Sarebbe veramente ridicolo, infatti, istituire la sede della CUN a Bologna, visto che l’80% del volume degli scambi di grano duro avviene nel Sud Italia!

Vero è che l’Italia considera il Sud una colonia, vero è che il Nord si è preso anche la più importante varietà di grano antico del Sud Italia – la citata varietà Senatore Cappelli -: ma questa volta sarà impossibile istituire al Nord uno strumento che serve a tutelare i produttori di grano duro del Sud Italia!

Una volta istituita la CUN – e, lo ribadiamo: il Governo nazionale è costretto ad istituirla, perché lo prevede la Legge – la stessa CUN dovrà basarsi non soltanto sul volume degli scambi di grano duro, ma anche in ragione della cosiddetta ‘Griglia tossicologica’. 

Che significa? Che il grano duro che non contiene glifosato e micotossine DON dovrà per forza di cose avere un valore di mercato maggiore del grano duro che arriva dall’estero non le navi – grazie alla ‘simpatica’ Unione Europea – che contiene invece sia il glifosato, sia le micotossine DON!

Già quest’anno, senza fare nulla – ma solo grazie a una riduzione dell’offerta internazionale di grano duro – il prezzo del grano duro del Sud è in crescita e a Foggia – lo ribadiamo: a Foggia – ha toccato i 28-29 euro al quintale.

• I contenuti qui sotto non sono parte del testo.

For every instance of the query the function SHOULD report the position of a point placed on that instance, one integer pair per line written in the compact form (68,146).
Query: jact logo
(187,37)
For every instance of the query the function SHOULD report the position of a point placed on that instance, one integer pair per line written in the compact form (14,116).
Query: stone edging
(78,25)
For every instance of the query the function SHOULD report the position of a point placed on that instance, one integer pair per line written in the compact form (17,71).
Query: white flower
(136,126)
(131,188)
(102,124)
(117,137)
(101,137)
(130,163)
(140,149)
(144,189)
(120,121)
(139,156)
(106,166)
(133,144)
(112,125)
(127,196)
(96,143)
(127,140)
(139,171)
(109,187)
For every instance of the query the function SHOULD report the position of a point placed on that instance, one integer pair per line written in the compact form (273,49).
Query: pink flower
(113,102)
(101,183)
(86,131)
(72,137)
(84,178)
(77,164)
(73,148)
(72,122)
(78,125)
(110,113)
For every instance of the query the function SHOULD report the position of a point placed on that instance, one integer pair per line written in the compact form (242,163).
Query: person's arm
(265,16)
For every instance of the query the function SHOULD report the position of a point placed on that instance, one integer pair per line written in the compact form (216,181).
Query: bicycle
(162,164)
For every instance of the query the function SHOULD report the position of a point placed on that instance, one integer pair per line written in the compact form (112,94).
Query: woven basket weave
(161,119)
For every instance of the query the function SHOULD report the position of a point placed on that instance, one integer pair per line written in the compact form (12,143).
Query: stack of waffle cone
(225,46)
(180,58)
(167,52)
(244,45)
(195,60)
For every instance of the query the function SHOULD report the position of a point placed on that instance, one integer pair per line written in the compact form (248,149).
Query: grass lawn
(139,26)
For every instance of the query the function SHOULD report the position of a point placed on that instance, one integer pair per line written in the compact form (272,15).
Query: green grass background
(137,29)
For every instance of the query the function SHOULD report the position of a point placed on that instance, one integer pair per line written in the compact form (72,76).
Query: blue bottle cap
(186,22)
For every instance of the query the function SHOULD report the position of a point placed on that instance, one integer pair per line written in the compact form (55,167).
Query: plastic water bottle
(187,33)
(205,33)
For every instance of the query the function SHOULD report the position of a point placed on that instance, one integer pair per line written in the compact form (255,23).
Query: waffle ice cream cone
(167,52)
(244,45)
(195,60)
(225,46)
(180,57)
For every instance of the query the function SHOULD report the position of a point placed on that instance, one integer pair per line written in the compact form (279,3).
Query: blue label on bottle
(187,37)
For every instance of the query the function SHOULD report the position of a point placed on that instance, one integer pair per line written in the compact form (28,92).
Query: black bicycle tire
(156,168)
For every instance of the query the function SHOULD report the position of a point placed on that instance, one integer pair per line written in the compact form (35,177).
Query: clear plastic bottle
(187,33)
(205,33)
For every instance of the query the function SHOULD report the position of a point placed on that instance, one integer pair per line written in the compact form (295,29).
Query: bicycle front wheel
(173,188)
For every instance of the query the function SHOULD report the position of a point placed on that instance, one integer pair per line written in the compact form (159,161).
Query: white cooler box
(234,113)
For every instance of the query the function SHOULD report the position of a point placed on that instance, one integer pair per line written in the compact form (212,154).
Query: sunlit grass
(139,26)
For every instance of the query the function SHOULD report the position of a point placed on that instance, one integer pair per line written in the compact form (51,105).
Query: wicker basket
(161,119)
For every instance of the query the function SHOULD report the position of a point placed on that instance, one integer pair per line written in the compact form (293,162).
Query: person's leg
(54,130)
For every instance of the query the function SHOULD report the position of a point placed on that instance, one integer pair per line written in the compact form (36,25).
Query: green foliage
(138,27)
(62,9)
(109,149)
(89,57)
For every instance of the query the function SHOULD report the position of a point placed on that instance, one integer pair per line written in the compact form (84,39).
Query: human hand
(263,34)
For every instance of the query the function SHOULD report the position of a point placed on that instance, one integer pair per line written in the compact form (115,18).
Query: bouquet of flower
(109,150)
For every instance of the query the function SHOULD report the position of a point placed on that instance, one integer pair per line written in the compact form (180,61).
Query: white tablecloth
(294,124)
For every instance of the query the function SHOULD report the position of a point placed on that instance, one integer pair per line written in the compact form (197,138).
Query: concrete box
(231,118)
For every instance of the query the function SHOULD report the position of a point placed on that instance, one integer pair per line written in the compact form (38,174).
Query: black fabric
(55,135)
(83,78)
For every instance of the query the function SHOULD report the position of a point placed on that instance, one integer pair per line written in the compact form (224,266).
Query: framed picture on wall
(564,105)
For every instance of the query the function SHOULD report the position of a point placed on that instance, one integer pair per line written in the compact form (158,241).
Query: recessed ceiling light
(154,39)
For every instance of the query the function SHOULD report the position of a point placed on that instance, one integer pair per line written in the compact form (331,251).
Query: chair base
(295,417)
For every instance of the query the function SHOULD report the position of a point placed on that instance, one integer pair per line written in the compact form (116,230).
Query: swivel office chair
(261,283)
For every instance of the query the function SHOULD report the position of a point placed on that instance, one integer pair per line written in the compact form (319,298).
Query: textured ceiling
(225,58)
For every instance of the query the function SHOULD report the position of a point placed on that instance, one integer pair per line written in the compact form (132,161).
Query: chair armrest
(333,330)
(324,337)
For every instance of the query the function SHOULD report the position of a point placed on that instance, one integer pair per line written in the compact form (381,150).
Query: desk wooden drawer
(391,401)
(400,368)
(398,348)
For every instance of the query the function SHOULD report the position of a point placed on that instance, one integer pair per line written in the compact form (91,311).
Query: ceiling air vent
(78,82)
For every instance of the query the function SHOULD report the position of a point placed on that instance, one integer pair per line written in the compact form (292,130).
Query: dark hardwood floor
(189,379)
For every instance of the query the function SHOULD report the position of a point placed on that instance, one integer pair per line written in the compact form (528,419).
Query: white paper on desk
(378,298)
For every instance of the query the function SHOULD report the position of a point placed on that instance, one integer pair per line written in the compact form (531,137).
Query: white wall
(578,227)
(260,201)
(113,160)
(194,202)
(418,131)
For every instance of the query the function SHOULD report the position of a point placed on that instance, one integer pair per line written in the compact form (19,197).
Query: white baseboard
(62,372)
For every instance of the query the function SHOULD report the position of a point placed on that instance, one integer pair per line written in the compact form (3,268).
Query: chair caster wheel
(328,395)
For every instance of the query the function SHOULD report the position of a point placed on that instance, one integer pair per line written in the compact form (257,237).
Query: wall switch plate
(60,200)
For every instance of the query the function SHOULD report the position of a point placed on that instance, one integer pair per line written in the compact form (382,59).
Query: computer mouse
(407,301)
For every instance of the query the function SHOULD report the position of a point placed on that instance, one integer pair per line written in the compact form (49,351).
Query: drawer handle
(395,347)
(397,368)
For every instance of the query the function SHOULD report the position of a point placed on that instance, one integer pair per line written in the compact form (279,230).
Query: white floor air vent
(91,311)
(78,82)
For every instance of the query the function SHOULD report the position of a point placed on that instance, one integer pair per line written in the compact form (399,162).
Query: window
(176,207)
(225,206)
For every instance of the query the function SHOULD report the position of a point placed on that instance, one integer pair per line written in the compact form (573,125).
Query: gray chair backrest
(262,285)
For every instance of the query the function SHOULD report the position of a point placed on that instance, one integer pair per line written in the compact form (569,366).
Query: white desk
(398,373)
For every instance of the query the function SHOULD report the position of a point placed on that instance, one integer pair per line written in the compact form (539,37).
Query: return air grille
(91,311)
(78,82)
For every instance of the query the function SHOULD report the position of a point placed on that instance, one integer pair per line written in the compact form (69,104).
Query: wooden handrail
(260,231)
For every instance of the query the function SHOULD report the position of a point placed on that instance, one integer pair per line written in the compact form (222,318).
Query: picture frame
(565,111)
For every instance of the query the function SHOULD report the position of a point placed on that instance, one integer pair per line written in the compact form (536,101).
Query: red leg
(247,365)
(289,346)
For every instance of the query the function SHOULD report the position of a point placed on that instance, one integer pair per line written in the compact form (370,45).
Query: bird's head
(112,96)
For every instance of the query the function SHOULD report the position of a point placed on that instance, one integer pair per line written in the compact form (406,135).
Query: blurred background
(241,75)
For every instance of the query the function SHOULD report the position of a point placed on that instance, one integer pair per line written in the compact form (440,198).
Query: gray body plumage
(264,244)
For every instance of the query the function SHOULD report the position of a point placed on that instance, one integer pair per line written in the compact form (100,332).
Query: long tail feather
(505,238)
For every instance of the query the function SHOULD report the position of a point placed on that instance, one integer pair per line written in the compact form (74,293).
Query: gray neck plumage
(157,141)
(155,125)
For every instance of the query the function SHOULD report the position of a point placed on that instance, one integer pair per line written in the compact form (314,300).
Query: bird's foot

Con la CUN operativa e con la ‘Griglia tossicologica’ il prezzo del grano duro del Sud Italia – che matura con il sole, senza glifosato e senza micotossine – dovrebbe attestarsi intorno a 35-40 euro al quintale.

Cosimo Gioia obietta che in Sicilia non ci sono centri di stoccaggio? Intanto a Modica, un privato un grande centro di stoccaggio lo ha realizzato.

Bene: se un grande centro per lo stoccaggio di cereali è stato realizzato da un privato, cosa impedisce alla Regione siciliana, con i fondi europei destinati all’agricoltura, di realizzare due grandi centri di stoccaggio per i cereali pubblici nel Nisseno e nell’Ennese?

Non crediamo che il Governo regionale siciliano di Nello Musumeci si tirerà indietro.

Cosimo Gioia obietta che molti agricoltori siciliani non hanno nemmeno i soldi per acquistare la semente e, in generale, tutto l’occorrente per la coltivazione del grano duro. Ha ragione: fino ad oggi le cose sono andate così.

Ma sono andate così perché con il grano duro a 18-20 euro al quintale l’agricoltore siciliano, consegnando tutto il grano duro al commerciante, riesce a malapena a ripagare le sementi per la semina e il resto, guadagnando qualcosa con l’integrazione (e con gli interventi ‘a pioggia’ sempre con i fondi europei).

Se, però, il grano duro si venderà a 35-40 euro al quintale, gli agricoltori siciliani avranno bisogno del capitale di anticipazione per il solo primo anno: poi non avranno più bisogno di altro.

Quanto all’abbassamento dei limiti del glifosato e delle micotossine giustamente sollecitato da Cosimo Gioia, pensiamo di aver risposto: con la ‘Griglia tossicologica’ della CUN – e con una corretta informazione – saranno i consumatori a non acquistare più pasta prodotta con il grano contaminato! Non sarà un processo veloce – anche perché in Italia ci sono 13 milioni di poveri a cui rifilare la “pasta di grano duro italiano” a 0,50 centesimi al Kg! – ma ci si arriverà.

Quello che vogliamo dire al nostro amico Cosimo Gioia è che la realtà del Sud Italia e siciliana in particolare – nonostante il Nord Italia, nonostante la politica e nonostante Giovanni Verga e il suo pessimismo ultra-cosmico – si può cambiare!